If you’re not sure by now, let me make it perfectly clear.  Rev. Tucker in my estimation, is a terrific man—a God fearing man.  He is a man of honor and an exceptional humanitarian.  Rev. Tucker is also a man whose unselfish life of service to his fellow man has positively affected the lives of so many others – his family, this congregation, his colleagues, and his community.
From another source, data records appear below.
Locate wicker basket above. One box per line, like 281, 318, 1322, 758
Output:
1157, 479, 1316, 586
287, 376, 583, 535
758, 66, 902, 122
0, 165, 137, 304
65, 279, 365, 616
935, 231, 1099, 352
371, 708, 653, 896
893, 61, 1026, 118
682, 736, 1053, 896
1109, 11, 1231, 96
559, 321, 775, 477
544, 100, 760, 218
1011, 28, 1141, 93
So many times,  we have failed to tell others how much they are appreciated.  All too often, our feelings about a person are expressed at their wake or funeral.  Well, I thank God today that I am blessed to stand here before Rev. Tucker and all assembled and say to him—Rev. Tucker you are an exemplary model of outstanding leadership, a man of superb character. Your knowledge of God’s word,  demonstrated values of decency, dignity, integrity, responsibility, unity, and service have made the world in which we live a better place.   I admire, support, and respect you.  And, although you are retiring, I am very proud to have had you as my pastor and blessed to have you as my friend.

Finally, let me say to all assembled here this afternoon, that Rev. Tucker has left a solid foundation on which Baptist Hill Missionary Baptist can continue to build.  He has served us well and is most deserving of this retirement.  Knowing Rev. Tucker as I do, I can assure you, however, that his retirement from daily pastoral duties is in no way a retirement from his service to the Lord, to Baptist Hill, or to his community.

Rev. Sidney Cleophus Tucker, we thank you for 40 years of outstanding service to the congregation of Baptist Hill Missionary Baptist Church; the citizens of Brewton, Alabama; and the Hampton University Ministers’ Conference.  May God continue to bless you and your family in all of your endeavors.